To use Horizon, you have to use Redis as a queue driver. The configuration for queues can be found in config/queue.php. First, you have to set the queue connection, which is set to ‘sync’ by default. Change this by adding the following entry to the .env file: QUEUE_CONNECTION=redis.
Next, go to the connections/redis section. Here you can specify the default queue for redis, by adding a REDIS_QUEUE variable to the .env file. Set this variable to (one of) the queue names that horizon will handle for that application.
Redis makes use of databases and it would be good to use a different database for each application on the server. Open the config/database.php file and scroll down to the redis section. Here, you can change the redis database that is used. Just add a REDIS_DB parameter to the .env file. A redis database is defined by a number ranging from 0 to 15. Choose a number that is not in use by one of the other apps on the same server.
Now, you’re ready to safely run this app on a server with multiple apps that all use Horizon. The next step is to deploy the app.
Deployment using Laravel Forge
In order to run Horizon on a server that is managed by Laravel Forge, you have to do two things. First, go to the daemons section and create a new daemon. The command will be ‘php artisan horizon’, the user will be ‘forge’ and the directory should be the root of your project.
Forge will then configure supervisor to make sure that this command always keeps running.
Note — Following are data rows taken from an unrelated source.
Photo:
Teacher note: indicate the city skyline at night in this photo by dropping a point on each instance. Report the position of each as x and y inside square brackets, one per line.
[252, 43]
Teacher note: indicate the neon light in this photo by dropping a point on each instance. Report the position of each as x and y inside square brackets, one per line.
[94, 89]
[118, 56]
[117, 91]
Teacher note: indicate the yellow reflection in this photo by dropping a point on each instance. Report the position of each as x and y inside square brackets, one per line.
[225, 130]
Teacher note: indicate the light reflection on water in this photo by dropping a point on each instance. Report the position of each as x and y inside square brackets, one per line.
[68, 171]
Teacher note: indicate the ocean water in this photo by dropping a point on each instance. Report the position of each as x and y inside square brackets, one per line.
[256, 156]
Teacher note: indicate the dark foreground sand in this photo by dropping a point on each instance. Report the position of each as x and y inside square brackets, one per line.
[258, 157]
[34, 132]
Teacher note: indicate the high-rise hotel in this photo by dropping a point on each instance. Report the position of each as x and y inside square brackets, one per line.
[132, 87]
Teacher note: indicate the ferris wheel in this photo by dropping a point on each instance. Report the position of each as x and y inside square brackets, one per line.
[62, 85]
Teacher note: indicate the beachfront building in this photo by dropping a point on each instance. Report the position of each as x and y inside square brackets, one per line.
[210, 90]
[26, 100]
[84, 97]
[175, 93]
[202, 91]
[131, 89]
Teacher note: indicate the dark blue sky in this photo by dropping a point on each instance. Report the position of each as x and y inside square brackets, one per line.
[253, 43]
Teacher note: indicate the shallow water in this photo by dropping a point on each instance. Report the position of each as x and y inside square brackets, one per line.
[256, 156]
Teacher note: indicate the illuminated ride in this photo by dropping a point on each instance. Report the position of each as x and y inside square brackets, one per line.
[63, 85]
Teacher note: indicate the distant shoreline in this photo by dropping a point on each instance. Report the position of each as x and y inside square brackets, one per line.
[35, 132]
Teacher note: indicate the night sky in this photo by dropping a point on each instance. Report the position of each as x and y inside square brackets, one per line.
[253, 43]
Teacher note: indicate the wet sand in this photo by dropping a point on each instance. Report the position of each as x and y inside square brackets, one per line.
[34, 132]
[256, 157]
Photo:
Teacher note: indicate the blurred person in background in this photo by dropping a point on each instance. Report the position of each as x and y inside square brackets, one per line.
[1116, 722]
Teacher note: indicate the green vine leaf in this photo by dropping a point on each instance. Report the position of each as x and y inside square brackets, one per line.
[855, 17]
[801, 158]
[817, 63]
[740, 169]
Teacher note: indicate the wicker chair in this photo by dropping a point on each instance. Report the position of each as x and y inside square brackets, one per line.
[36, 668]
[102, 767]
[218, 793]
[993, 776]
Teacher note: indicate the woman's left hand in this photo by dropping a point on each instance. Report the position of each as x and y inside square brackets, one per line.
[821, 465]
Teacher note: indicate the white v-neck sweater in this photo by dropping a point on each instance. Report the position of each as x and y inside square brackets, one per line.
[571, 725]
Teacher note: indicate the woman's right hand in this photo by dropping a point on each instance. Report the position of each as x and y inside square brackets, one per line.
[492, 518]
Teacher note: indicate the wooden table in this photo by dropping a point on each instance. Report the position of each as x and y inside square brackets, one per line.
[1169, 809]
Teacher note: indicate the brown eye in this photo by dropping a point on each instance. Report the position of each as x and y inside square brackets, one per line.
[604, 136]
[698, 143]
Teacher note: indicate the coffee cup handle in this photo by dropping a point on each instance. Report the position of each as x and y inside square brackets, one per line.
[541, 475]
This also means that after deployment of a new version, you have to terminate horizon to make sure that changes in the code are picked up by the daemon. Therefore, add the following line to your deploy script: php artisan horizon:terminate.
Deployment using Envoyer
If you deploy your app using Envoyer, the setup is slightly different. The horizon:terminate command should be added as a deployment hook. Go to the deployment hooks section and add a new hook after the ‘activate new release’ hook. Run the hook as ‘forge’ and use the following script:
php artisan horizon:terminate
Next, go to Forge and navigate to the daemons section of the corresponding server. The command that should be run is ‘php artisan horizon’, but the path is different compared to deployment without Envoyer. It should be the path where the artisan file is located, which is likely: /home/forge/domainname/envoyer/current. Save the daemon and you’re done.
Running queues for multiple applications on the same server is easy using Laravel Horizon. All you need is the correct configuration and you’re ready to go.